INDEPENDENT NEWS

GE free only if not produced with GE organisms

Published: Wed 11 Aug 1999 12:00 AM
The Alliance is presenting a standard for the labeling of Genetically Engineered(GE) foods at the Health Select Committee today at 12 o'clock which will only accept foods as GE free if they have not been manufactured or contain GE foods.
'Its not the GE content it's the GE origins of food that counts in making labeling meaningful,' said Alliance Health and Environmental spokesperson Phillida Bunkle.
Phillida Bunkle is presenting a 27,000 signature petition to the select committee calling for la beling of GE foods, the next step is to define an acceptable and meaningful labeling standard.
'Foods must be labeled if any GE organism was used in the production of the food, not only if there are GE components in the food.
'We need labels which trace to foods to its origins. It is the only way to give meaningful quality assurance in our foods.

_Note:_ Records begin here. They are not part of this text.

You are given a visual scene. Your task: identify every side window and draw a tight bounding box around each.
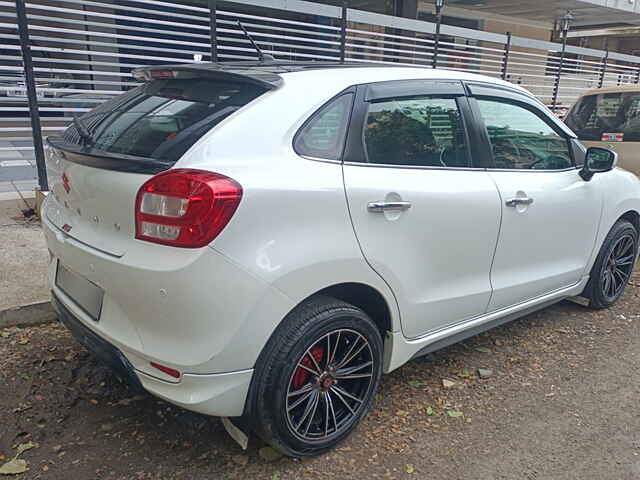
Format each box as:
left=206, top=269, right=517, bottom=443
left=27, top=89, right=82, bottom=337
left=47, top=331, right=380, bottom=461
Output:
left=293, top=93, right=353, bottom=160
left=364, top=97, right=469, bottom=167
left=478, top=100, right=573, bottom=170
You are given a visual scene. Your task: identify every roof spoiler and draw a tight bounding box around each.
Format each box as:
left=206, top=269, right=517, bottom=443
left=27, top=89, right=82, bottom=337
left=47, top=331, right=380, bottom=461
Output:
left=131, top=63, right=282, bottom=90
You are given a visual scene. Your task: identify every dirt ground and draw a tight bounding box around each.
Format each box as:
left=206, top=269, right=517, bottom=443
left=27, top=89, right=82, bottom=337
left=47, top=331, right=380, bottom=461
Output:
left=0, top=276, right=640, bottom=480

'For example in the US cows are treated with a GE hormone which is not present in the cows milk. The milk maybe associated with very serious increased risks of breast and prostrate cancer. Under current proposals for labeling this milk would not be labeled as a GE.
'The issue of content in starches such as flour and oils is also similar. They have been produced from GE plants, but only have minute traces of GE proteins. Nevertheless these flours and oils may still carry a risk to human and environmental health and should be labeled as such.
'Traceability to origin is also important in identifying any problems GE food may cause. Yesterday at the select committee we heard from a Doctor whose patient had a life threatening allergic reaction to salsa that they had previously eaten unharmed. The Doctor was not sure if there had been a change in the food to a GE product. If it was labeled correctly the Doctor could have determined if any changes in the food were the allergic factor. Only labeling by origin will identify this risk.
'This traceability will remove the meaningless 'may contain label'. This 'may contain' label suggested by the Ministry of Health is overwhelmingly rejected in the public consultation but is still on the table in ANZFA.
''May contain' will be used by lazy manufacturers to avoid identifying the origin of foods. Insisting on traceability will remove this category and give consumers clear information on both personal and environmental health risks.